Gerard Whateley has launched a passionate defence of the AFL playing group, in particular those who have left a locked down Victoria to hub interstate for a period of 32 days.
Complaints about the players have raged from the beginning of the COVID-19 situation, whether it was the pay dispute or the response to needing to spend periods of time away from home.
Whateley is sick and tired of the way the players have been treated and has called for some compassion in these difficult times.
“The players have already agreed to 50 per cent pay cuts and they will be paid if they don’t go into the hubs. They’re not doing it for money,” he told *SEN’s Whateley.
“This callous conversation around the players, it must stop. We ask them to do this to keep the game going and they have done it. They have done it at every turn.
“They have been routinely painted as villains desperately unfairly and no amount of money and no amount of a good job protects you from loneliness when you leave your family behind at such a time.
“This is a troubling time for Melburnians.
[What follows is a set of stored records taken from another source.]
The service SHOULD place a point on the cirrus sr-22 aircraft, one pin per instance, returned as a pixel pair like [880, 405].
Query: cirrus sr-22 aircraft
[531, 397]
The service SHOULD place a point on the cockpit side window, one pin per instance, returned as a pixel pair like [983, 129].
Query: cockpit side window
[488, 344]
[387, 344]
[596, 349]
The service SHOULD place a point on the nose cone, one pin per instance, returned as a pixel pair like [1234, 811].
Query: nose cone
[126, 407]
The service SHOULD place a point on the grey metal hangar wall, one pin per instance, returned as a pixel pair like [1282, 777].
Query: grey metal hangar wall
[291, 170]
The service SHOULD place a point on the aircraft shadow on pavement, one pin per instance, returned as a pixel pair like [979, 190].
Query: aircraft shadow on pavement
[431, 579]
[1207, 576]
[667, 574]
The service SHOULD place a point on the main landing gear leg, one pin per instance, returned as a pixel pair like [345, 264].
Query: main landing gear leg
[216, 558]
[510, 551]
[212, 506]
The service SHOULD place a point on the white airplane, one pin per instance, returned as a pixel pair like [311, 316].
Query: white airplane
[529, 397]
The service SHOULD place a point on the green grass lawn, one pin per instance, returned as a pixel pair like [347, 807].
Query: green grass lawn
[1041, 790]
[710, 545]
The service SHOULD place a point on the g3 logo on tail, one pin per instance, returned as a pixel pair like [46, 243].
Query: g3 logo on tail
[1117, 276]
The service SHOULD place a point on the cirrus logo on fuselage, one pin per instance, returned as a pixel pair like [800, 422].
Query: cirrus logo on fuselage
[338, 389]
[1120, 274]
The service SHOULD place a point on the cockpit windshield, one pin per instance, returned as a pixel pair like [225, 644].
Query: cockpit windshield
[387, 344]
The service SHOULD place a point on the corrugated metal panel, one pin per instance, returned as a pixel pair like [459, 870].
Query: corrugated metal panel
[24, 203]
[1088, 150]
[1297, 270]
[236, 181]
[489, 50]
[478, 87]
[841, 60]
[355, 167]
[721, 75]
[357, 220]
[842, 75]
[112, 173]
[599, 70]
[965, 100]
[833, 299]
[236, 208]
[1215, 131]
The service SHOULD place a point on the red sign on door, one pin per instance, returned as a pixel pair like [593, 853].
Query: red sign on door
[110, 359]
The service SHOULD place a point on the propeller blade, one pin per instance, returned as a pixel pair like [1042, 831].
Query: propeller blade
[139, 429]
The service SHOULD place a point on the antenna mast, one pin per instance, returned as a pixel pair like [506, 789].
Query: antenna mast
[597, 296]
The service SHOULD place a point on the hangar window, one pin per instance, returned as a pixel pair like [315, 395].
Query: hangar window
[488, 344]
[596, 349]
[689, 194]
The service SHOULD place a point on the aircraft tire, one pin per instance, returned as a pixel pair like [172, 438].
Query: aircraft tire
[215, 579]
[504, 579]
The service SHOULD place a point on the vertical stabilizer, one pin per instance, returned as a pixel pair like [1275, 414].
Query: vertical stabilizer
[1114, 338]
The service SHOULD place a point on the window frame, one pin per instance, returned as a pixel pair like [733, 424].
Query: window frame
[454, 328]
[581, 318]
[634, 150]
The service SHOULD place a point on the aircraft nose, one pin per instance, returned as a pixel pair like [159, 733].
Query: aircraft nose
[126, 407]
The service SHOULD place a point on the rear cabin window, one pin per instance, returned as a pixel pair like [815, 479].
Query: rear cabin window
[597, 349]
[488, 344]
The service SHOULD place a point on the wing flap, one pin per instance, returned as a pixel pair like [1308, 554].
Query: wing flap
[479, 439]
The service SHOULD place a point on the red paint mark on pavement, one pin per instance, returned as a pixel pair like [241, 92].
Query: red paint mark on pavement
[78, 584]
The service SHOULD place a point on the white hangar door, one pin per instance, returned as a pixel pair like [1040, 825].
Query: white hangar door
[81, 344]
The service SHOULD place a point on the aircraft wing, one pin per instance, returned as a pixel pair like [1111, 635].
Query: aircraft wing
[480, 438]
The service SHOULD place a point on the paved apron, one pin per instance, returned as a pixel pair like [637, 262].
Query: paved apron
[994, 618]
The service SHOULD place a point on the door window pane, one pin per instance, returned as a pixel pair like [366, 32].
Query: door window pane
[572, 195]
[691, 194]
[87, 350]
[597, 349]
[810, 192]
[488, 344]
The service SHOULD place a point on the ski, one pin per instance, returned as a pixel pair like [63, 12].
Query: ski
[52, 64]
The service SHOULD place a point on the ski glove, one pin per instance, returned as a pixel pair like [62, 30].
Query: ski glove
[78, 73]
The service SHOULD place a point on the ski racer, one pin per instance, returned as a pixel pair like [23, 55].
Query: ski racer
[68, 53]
I would find it extremely difficult to leave my wife and kids over the next five weeks while this is going on having already seen what isolation looks like with the burden of home schooling and the like.
“Just because they’re good at football and they do get well paid in an industry that has been awash with money, doesn’t guard them against any sense of loneliness.
“Your bank account doesn’t keep you company while you’re sitting alone in your hotel room and you said it’s a luxury resort? They are in two weeks of hard lockdown where they can’t leave other than to kick the footy on the grass outside.
“They are not living it up. It’s just an unfair picture of what they’re doing.
“They are staging the game for our amusement and to keep the jobs of an industry of many including myself viable and going.
“The football economy collapses if the players go, 'No, we’re not going to play'.
“They have done the right thing by the game at every step while being pilloried along the way. I think they’re entitled to a little bit of gratitude and a little bit of compassion if they feel a bit lonely having left their family and they’re brave enough to say it rather than pretend it’s not happening.
“I just think as footy fans, we have to be fair to the players in this instance. Especially when we’re going to turn the radio and the TV on on the weekend and we’re going to find comfort in the game being there. That’s what was missing last time around.
“If you despise the players so much, why do you follow the game? I just can’t grasp this callous attitude towards the players that we’re not prepared to treat them as sons and husbands and fathers and young men.
“I cannot understand the attitude and it has me at my wits end. To pour that on the players, I’m just not having it.”